Lyndon Keene, policy director for the Association of Salaried Medical Specialists (ASMS), said Vote Health operational spending had increased by $833m which appeared to be sufficient funding to ‘at least’ maintain existing levels of service but was still a long way to go to address the longstanding funding shortfalls.
He said it was at early stages in assessing how DHBs would fare under the budget but it did mean that the current pressures facing hospital staff would continue this year. He said the Government’s recognition of the burden on health staff was welcomed by senior doctors but the challenge now facing the Government was to make “meaningful headway on relieving those pressures for the benefit of clinical staff and patients.
The New Zealand Drug Foundation tweeted it’s disappointment that the addictions sector will have to wait until after the Mental Health and Addictions Inquiry for any new money for treatment. “That’s really disappointing,” it said. “That leaves long-waiting lists and people who need help missing out.”

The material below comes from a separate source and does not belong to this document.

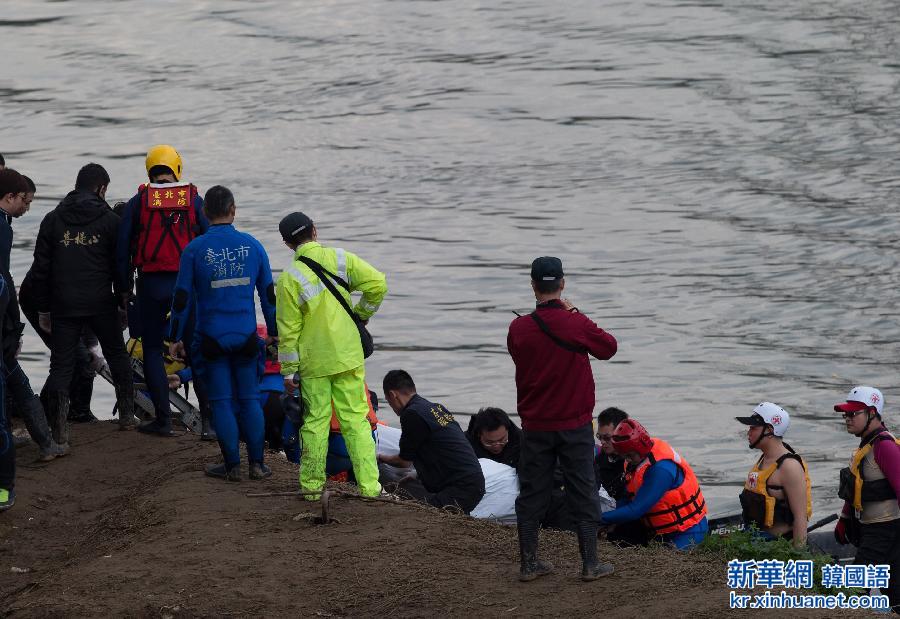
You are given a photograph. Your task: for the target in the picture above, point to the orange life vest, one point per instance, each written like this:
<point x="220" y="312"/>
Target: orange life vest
<point x="680" y="508"/>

There was also no specific funding tagged for aged care or home care – with any extra funding having to come from the extra $549m allocated to DHBs.
New Zealand Aged Care Association (NZACA) chief executive Simon Wallace said it was not a bad Budget in terms of meeting expectations around health. “However what we’d like to see is more specific information on how that DHB money will be allocated.”
Julie Haggie from the Home and Community Health Association agreed, saying that the sector was concerned with how the DHBs would approach cost pressure funding for home care providers.
Alzheimers NZ expressed its disappointed that the Budget did not include enhanced specialist dementia services for the many thousands of Kiwis with dementia with chief executive Catherine Hall saying she hoped the Government took the opportunity to address the issue as part of the Mental Health and Addictions Inquiry.